For the purposes of this question, ways in which we are seeing COVID-19 pandemic impacting current models of treatment for the older adult population I would have to state directly from Zayna’s blog, "We don’t expect older citizens or their families will go back to institution-focused, mono-channel options for healthcare going forward."

Additionally, Zayna shares the following:


During COVID, we saw most health systems go from as high as >95% of all healthcare being in-person pre-COVID to almost all care being accessed virtually (phone, text, email, app/portal or video) by the patient at home. This represents more progress for virtual healthcare service options in days than has been achieved in decades of "eHealth" investments, globally. The fair share of these channel pivots were focused on the home-bound elderly population - not only is this segment higher risk for getting sick from the virus, they also are more limited in transportation options. Beyond "telemedicine" and other virtual healthcare alternatives to in person care, several other products and services that people used to have to physically go to, were re-directed to the home using creative workarounds and business model pivots.


Some notable examples from Zayna:

  • Emergency Room (ER) at home: Organizations like CareMore health in the US developed a Community Response system where a paramedic + clinician visit an elderly person in their home so the aging adult does not need to make the trip to the ER. And, even going more upstream, Renfrew County outside of Ottawa set up a virtual ER triage centre + paramedic in-home support for people with urgent care needs who do not have a family doctor, and wish to avoid the ER.

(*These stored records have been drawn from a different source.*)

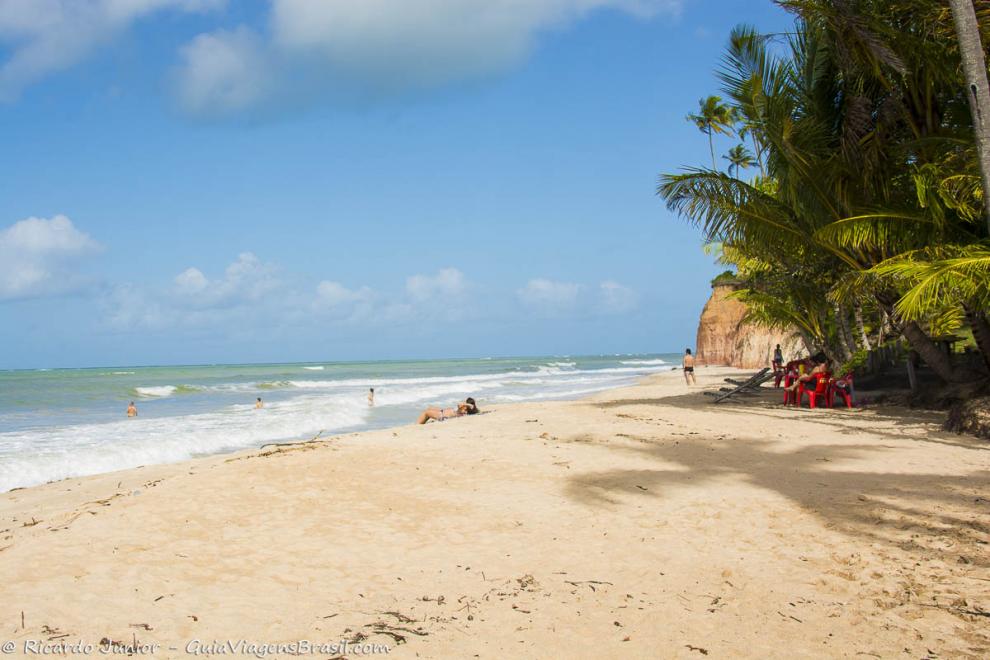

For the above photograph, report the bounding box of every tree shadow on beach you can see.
[560,432,990,568]
[592,388,990,451]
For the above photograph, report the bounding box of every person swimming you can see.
[416,397,478,424]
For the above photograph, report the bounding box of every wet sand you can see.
[0,369,990,658]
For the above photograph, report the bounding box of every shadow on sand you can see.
[559,394,990,567]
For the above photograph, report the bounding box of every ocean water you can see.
[0,355,680,492]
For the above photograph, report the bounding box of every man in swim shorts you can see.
[681,348,698,385]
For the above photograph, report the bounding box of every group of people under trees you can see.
[681,344,850,402]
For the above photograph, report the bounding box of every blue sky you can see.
[0,0,789,368]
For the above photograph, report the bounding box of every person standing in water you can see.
[681,348,698,385]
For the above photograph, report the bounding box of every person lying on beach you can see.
[416,397,478,424]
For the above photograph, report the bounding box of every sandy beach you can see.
[0,368,990,658]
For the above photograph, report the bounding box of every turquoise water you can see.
[0,355,680,492]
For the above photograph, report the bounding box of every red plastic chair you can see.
[784,371,798,406]
[828,373,853,408]
[798,374,832,408]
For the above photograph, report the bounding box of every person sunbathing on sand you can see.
[416,397,478,424]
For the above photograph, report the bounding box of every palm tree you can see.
[686,96,735,170]
[722,144,756,177]
[949,0,990,233]
[658,5,990,381]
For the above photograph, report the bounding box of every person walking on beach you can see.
[681,348,698,385]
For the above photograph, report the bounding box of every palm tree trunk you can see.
[902,321,973,383]
[853,303,873,351]
[832,303,856,362]
[798,328,819,355]
[949,0,990,233]
[963,305,990,369]
[749,131,767,179]
[877,292,973,383]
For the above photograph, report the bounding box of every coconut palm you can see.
[687,96,735,170]
[949,0,990,232]
[658,0,990,381]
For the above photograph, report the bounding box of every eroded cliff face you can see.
[696,284,806,369]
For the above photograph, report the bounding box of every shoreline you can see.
[0,367,990,658]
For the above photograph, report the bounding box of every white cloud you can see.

  • Hospital at home: Many hospitals had started "@ Home" care models well before COVID hit. They ramped up the range of services available at home such as Fraser Health in BC offering pre-surgical admission at home. A few hospitals also launched new COVID care at home services for symptomatic people infected with the virus who want to stay out of hospital facilities, such as offerings from Women's College Hospital (Toronto) and Sheba Hospital (Israel)

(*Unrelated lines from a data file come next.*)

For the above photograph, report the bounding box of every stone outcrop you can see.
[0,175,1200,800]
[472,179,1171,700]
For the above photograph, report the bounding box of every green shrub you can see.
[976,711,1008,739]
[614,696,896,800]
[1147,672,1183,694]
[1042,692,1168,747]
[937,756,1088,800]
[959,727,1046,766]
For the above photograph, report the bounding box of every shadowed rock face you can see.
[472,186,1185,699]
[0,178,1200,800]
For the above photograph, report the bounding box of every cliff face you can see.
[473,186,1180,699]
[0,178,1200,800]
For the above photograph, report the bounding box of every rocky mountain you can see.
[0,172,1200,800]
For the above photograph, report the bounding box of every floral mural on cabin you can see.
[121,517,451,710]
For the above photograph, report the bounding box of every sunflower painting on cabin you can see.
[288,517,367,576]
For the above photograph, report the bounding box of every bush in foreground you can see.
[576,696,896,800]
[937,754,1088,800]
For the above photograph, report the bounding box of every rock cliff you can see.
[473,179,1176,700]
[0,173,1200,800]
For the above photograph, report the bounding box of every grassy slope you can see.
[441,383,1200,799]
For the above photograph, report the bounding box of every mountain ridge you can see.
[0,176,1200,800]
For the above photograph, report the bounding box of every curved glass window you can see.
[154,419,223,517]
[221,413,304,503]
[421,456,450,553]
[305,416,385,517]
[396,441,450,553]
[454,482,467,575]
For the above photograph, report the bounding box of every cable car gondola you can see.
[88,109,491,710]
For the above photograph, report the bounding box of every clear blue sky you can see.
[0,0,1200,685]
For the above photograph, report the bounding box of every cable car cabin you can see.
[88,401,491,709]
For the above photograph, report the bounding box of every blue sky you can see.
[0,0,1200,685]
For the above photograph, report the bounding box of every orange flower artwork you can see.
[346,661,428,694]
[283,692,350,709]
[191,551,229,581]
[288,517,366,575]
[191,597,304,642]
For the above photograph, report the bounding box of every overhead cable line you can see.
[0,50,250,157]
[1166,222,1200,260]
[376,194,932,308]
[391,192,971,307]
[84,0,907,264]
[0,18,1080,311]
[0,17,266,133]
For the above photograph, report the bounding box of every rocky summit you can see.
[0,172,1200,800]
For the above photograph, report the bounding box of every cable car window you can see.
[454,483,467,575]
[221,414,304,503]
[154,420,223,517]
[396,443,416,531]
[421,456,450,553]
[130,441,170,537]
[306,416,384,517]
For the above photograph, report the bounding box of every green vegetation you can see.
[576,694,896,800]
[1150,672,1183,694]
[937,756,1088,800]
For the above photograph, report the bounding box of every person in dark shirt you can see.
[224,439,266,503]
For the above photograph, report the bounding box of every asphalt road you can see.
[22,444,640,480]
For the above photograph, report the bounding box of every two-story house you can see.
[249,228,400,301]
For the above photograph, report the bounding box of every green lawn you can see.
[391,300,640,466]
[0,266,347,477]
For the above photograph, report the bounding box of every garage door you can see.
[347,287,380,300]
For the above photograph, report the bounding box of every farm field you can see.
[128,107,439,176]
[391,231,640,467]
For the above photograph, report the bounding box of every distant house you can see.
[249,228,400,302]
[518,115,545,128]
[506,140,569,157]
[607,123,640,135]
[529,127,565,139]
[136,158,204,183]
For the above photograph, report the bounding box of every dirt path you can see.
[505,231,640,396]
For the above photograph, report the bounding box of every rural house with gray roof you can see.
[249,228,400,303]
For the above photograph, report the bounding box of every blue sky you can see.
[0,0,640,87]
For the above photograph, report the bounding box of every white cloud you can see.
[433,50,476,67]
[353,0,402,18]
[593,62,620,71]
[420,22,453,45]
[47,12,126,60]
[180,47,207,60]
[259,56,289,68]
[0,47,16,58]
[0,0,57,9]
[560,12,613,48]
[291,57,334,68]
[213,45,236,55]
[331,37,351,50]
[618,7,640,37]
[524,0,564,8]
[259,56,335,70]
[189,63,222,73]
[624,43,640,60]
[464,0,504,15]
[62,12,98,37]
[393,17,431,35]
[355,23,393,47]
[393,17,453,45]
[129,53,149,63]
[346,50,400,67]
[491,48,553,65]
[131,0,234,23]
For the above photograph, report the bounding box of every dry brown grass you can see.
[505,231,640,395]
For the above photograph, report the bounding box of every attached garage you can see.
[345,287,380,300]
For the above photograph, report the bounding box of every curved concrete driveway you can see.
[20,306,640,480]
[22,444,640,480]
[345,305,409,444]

  • Lab blood draws at home and self-testing COVID kits sent to the home, allowing for on demand and rapid, frequent testing ... instead of having the elderly travel to hard-to-reach testing lab testing sites where there is risk of personal contact. Interestingly, major US grocery chain Kroger got FDA approval for their COVID self-collection kit!

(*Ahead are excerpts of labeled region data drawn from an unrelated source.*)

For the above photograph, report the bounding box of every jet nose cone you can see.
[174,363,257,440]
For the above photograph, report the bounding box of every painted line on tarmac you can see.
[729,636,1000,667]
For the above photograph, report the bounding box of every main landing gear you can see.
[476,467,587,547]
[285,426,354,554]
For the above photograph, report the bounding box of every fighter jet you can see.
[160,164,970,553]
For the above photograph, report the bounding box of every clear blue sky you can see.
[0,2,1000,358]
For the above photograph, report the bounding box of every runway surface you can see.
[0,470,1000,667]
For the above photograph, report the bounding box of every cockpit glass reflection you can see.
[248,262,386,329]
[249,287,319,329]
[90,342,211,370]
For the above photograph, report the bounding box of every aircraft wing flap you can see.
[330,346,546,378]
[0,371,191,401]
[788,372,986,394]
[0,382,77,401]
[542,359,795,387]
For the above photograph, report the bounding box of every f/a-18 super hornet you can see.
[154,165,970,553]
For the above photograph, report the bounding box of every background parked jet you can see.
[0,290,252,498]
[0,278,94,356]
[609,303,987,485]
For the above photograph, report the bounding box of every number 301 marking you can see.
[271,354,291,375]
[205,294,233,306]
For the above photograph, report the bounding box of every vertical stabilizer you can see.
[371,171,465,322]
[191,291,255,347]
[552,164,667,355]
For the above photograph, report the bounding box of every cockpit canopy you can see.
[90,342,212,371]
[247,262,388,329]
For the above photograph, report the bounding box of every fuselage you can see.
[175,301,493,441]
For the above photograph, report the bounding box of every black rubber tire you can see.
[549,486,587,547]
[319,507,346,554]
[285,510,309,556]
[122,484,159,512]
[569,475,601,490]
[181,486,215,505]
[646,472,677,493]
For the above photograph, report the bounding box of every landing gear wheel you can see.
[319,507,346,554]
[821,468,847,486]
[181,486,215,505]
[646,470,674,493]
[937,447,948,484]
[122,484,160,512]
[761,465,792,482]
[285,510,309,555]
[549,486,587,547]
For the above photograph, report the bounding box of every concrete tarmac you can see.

How will treatment methods and business models evolve post-COVID in the elderly health and aging space?


To answer this question I would agree with insights from an interview between Barry Chong and Zayna Khayat via MaRS Discovery District discussion on the future of health in 2019:


Treatment methods and business models will evolve post-COVID in older adult space starting with the Baby Boomers, Canada’s largest demographic. They will demand a more nimble and tailored healthcare system — one that will see care shift from the hospital to the home; from patient file folders to personal smartphones. Policy is important, but the power shift to people and their families is really what will change healthcare, and ultimately, people’s lives.


For the first time, healthcare will be designed with people’s wants and needs front and centre. There’s an entirely new market to create.


They will demand a more nimble and tailored healthcare system — one that will see care shift from the hospital to the home; from patient file folders to personal smartphones.



What do you hope the future of aging will look like in Canada?


Very aligned with the perspectives shared in SE Health and Idea Couture, The Future of Aging book, my hope for the future of older adults who are aging in Canada is that aging will no longer be seen an inevitable process of loss and decline. I hope that older adults can age gracefully in the place of their choosing and feel empowered to tap into their purpose to continually build relationships, feel connected and independent.